Patroklos PatroklouNIS2 classifies in-scope organisations as either essential entities or important entities, based on (1) the sector listed in Annex I or Annex II of the directive and (2) the size of the organisation under the EU SME definition. Essential entities face ex-ante supervision and a higher fine ceiling (up to EUR 10 million or 2% of global turnover); important entities face ex-post supervision and a lower ceiling (EUR 7 million or 1.4%). A handful of sub-threshold exceptions are in scope regardless of size — primarily DNS providers, top-level domain name registries, qualified trust service providers, and providers of public electronic communications networks.
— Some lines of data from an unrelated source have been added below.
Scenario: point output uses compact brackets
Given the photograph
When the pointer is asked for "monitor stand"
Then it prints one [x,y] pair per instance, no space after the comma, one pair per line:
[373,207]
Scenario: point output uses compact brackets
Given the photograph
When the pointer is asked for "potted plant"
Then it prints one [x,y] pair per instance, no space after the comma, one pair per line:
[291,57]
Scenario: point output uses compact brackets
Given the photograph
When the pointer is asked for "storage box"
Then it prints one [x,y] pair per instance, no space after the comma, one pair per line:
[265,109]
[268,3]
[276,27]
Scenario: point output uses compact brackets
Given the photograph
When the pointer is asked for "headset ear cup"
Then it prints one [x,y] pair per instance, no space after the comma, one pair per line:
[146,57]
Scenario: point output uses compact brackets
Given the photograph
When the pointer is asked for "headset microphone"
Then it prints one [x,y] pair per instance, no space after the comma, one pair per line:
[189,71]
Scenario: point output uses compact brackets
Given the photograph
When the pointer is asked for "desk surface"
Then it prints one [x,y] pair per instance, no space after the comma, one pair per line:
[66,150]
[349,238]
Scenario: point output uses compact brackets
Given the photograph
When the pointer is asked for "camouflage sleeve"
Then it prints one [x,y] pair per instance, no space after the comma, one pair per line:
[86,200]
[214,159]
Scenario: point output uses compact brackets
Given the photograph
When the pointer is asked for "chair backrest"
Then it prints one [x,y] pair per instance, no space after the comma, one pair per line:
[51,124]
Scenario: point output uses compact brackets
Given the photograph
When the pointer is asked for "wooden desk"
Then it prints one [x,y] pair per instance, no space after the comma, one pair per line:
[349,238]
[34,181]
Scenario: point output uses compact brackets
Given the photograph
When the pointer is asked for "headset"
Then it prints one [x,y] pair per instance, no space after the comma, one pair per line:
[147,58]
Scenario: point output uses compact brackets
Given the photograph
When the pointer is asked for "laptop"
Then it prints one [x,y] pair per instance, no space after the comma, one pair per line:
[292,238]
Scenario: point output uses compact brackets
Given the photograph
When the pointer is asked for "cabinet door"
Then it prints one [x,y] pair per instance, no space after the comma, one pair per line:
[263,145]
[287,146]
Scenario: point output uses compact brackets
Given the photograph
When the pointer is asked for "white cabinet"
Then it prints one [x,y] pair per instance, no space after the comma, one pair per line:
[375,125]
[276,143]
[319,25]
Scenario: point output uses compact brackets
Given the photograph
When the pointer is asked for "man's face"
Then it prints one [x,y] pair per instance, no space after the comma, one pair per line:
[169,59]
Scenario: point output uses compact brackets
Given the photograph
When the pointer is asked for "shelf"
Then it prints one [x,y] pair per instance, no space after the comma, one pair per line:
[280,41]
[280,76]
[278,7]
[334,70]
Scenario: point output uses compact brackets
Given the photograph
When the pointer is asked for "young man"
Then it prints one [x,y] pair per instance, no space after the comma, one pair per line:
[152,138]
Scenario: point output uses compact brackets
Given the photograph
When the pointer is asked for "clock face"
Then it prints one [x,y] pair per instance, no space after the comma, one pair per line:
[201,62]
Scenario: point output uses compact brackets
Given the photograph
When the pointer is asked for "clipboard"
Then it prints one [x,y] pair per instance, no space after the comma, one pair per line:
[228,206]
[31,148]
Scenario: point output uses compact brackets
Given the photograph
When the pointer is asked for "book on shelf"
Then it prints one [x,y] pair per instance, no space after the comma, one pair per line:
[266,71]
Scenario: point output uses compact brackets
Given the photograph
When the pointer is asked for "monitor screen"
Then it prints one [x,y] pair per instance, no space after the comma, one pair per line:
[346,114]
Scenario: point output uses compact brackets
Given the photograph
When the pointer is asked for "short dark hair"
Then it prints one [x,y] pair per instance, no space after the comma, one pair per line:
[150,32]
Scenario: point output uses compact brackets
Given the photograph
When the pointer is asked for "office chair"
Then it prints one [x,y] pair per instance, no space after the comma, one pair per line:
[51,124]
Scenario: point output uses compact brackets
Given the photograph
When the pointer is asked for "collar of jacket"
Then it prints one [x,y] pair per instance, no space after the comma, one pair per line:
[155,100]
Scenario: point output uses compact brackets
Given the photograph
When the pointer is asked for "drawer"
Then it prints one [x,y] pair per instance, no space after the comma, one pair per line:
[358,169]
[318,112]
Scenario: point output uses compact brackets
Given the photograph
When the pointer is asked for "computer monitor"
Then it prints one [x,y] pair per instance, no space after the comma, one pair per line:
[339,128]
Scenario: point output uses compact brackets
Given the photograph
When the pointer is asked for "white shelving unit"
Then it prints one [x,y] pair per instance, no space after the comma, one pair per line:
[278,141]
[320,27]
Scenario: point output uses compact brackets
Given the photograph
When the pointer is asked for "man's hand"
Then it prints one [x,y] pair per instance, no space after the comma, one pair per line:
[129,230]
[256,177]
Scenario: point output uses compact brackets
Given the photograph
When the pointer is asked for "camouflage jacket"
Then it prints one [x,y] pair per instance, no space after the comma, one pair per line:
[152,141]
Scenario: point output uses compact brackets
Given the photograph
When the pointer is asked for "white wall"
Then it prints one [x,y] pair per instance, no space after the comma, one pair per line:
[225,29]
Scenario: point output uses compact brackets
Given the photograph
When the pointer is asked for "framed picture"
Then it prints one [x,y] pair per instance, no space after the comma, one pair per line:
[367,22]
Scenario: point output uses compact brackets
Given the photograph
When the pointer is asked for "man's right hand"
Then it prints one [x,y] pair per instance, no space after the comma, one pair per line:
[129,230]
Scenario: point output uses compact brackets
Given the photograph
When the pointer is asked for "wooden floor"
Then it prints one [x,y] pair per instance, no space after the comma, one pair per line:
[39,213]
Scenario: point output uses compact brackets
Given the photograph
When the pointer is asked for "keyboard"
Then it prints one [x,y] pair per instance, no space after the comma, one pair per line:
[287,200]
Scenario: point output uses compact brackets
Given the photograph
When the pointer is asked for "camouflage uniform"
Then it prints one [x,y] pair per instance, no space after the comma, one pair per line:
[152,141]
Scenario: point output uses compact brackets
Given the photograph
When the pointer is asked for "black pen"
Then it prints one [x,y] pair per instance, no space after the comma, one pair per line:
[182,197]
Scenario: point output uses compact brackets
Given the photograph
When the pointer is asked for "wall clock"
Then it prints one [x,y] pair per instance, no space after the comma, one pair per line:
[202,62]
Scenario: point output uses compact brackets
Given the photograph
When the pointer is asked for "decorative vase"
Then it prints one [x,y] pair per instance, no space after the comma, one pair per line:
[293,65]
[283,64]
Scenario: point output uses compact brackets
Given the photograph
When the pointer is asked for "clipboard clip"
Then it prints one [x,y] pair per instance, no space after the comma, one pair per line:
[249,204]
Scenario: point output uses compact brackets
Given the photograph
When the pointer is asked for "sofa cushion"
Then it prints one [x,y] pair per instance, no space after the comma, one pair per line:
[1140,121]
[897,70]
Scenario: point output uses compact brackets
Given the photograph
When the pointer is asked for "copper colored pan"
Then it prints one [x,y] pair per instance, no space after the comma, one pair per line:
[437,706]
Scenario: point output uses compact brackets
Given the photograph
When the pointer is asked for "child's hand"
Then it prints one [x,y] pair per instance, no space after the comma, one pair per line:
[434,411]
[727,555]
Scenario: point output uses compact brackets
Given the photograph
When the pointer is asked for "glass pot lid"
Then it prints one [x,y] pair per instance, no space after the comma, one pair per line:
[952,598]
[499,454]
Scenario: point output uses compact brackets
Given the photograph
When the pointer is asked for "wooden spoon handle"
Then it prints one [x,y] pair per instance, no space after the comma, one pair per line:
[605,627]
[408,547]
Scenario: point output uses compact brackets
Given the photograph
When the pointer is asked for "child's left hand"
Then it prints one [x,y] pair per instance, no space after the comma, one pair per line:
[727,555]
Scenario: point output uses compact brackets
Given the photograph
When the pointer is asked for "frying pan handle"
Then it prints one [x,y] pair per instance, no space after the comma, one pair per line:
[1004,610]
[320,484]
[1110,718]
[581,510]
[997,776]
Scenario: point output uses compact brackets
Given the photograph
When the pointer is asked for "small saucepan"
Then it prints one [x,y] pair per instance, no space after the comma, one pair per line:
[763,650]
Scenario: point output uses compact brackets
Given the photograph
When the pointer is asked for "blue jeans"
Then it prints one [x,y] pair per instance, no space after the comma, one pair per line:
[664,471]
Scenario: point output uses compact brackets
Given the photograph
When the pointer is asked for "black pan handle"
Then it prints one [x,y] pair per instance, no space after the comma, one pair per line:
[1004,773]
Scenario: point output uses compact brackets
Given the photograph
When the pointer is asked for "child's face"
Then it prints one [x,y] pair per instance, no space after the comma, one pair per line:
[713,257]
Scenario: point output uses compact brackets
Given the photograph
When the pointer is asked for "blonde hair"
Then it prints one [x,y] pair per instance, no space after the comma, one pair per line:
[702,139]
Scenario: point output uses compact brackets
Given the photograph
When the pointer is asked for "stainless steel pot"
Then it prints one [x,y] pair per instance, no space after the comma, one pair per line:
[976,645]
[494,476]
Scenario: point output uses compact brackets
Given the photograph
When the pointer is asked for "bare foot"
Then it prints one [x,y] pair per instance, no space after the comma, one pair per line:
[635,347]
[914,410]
This guide walks through the two filters and provides a decision flow to classify your organisation correctly the first time.
For the broader NIS2 walkthrough see our NIS2 compliance guide.
Filter 1: Sector — Annex I (essential) vs Annex II (important)
NIS2 covers 18 sectors split across two annexes. Annex I sectors are considered “high criticality”; Annex II are “other critical sectors”. Sector alone does not make you essential — it interacts with the size filter — but it sets the baseline category.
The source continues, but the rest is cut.